I'm not sure why this book isn't a pair of spiral-bound volumes with one volume's spiral-binding going the "wrong way." This seems to fit the S-helix/V-helix theme better. The artist already makes such "handed" spiral-bound books. Maybe SFMoMA folks worried their fancy-pants usual visitors wouldn't buy a book that didn't show off its artsiness on a spine. (The GEOS documentation books were wire-bound; because they couldn't display titles on their non-existent spines, for a while I could recognize different volumes by their thicknesses.) It's fine; bound the way it is, there will probably be less wear on the pages than if they were spiral bound.
The edges of the paper are decorated with a marble pattern; specifically the part of the pattern of Flow Separation, in which they decorated a decommissioned New York fireboat. If you wondered why it looked like I was holding a chunk of marble; it was marbled pages.

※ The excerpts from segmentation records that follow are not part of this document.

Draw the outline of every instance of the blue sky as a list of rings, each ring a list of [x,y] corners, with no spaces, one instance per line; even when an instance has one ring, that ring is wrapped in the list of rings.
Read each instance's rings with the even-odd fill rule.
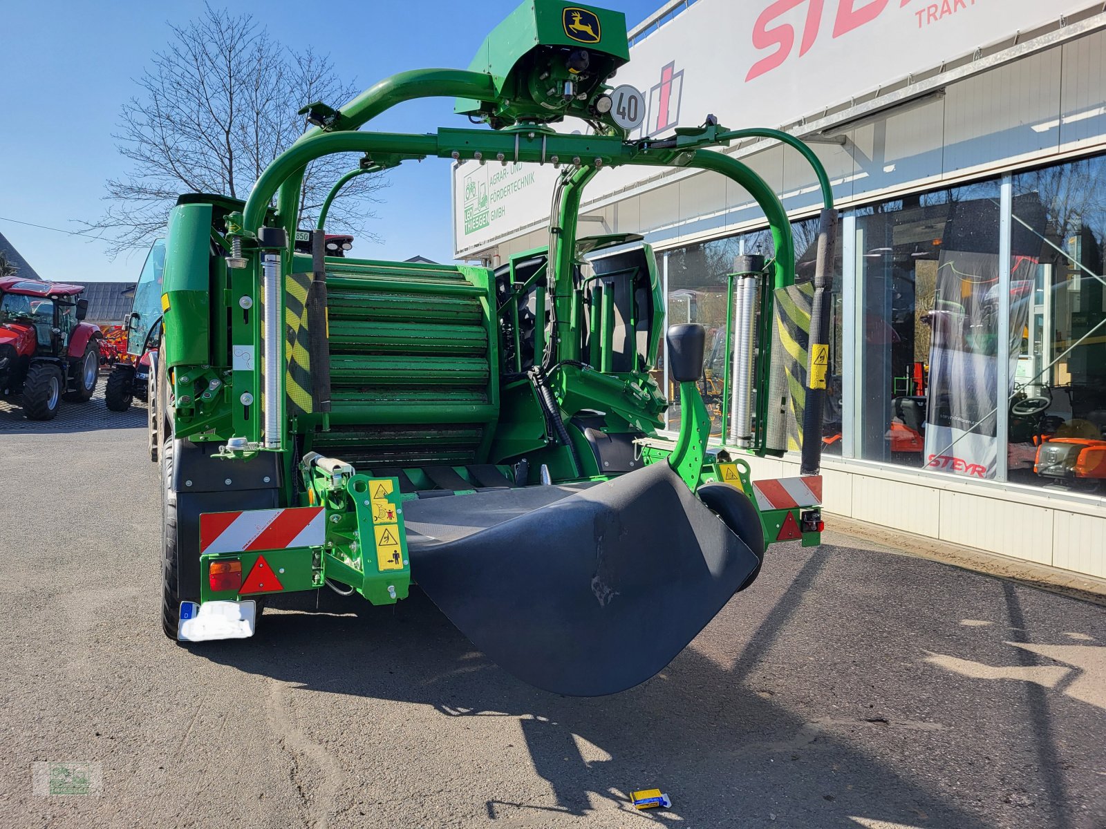
[[[607,0],[633,27],[662,0]],[[468,66],[487,33],[517,0],[453,3],[445,0],[378,0],[323,4],[267,0],[231,2],[248,11],[288,45],[311,44],[328,53],[335,70],[364,88],[380,77],[424,66]],[[74,220],[97,218],[106,179],[127,164],[112,133],[122,102],[136,94],[134,78],[169,40],[167,22],[186,23],[202,0],[170,4],[121,0],[112,3],[7,3],[0,50],[0,102],[8,123],[0,134],[0,217],[80,231]],[[325,11],[323,10],[325,9]],[[396,107],[380,129],[431,132],[460,126],[452,102],[416,101]],[[449,172],[428,159],[390,174],[372,229],[379,245],[357,253],[403,260],[422,254],[448,261],[451,251]],[[95,240],[0,220],[0,232],[45,279],[134,280],[144,252],[114,262]]]

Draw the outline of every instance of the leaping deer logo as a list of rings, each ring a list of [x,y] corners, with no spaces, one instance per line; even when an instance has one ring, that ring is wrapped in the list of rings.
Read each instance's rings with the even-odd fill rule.
[[[581,43],[598,43],[599,19],[586,9],[565,9],[564,33]]]

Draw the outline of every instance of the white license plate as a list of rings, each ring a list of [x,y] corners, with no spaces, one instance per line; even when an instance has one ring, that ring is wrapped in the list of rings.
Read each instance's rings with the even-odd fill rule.
[[[248,639],[253,636],[255,601],[180,602],[177,639],[207,642],[212,639]]]

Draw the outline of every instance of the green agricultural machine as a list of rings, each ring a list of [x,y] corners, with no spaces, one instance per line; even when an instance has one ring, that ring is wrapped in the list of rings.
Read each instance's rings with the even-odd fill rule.
[[[628,57],[622,13],[526,2],[467,71],[404,72],[341,108],[304,107],[313,128],[247,202],[180,197],[150,387],[167,636],[252,636],[262,602],[294,591],[392,605],[417,585],[523,681],[599,695],[661,670],[753,581],[766,542],[818,543],[825,172],[789,135],[713,117],[629,140],[625,96],[640,93],[607,84]],[[428,96],[457,98],[480,126],[359,130]],[[588,134],[555,132],[567,117]],[[822,183],[813,284],[793,284],[772,189],[708,149],[750,136],[791,145]],[[332,198],[354,175],[426,158],[556,168],[549,245],[497,269],[330,255],[324,220],[298,228],[304,168],[349,153],[363,160]],[[771,225],[774,259],[742,258],[731,280],[729,450],[708,445],[703,329],[665,330],[649,246],[577,232],[584,188],[623,165],[726,176]],[[784,296],[784,322],[797,302],[808,324],[780,348]],[[660,436],[665,336],[675,439]],[[741,454],[782,454],[795,436],[803,475],[752,481]]]

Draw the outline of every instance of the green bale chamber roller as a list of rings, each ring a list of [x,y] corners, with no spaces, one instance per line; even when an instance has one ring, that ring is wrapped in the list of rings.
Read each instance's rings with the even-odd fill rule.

And there's more to the book. There's art, of course… oh good grief, this Book Report is already so long, maybe I'll let someone else write about the actual book contents instead of structure. From the scholarly articles, you find out that Auerbach grew up reading Martin Gardner and Flatland, which perhaps explains why their art makes as much sense as it does.(But whence the interest in codes and signals? Back in my day, we had the KnowHow Book of Spycraft, but the artist may have been born too late for this.) And some of the art pieces documented in this book are themselves books (though most aren't).
There's a lot going on here; the artist's decisions, as ever, resist easy interpretation. It's a fine book for a puzzlehunter to ponder. There's no hidden message; this isn't one of those puzzles. Maybe it's more like one of those metal-rings puzzles; an intricate interconnected system. As you think about how it was put together, it's a good way to stretch your brain.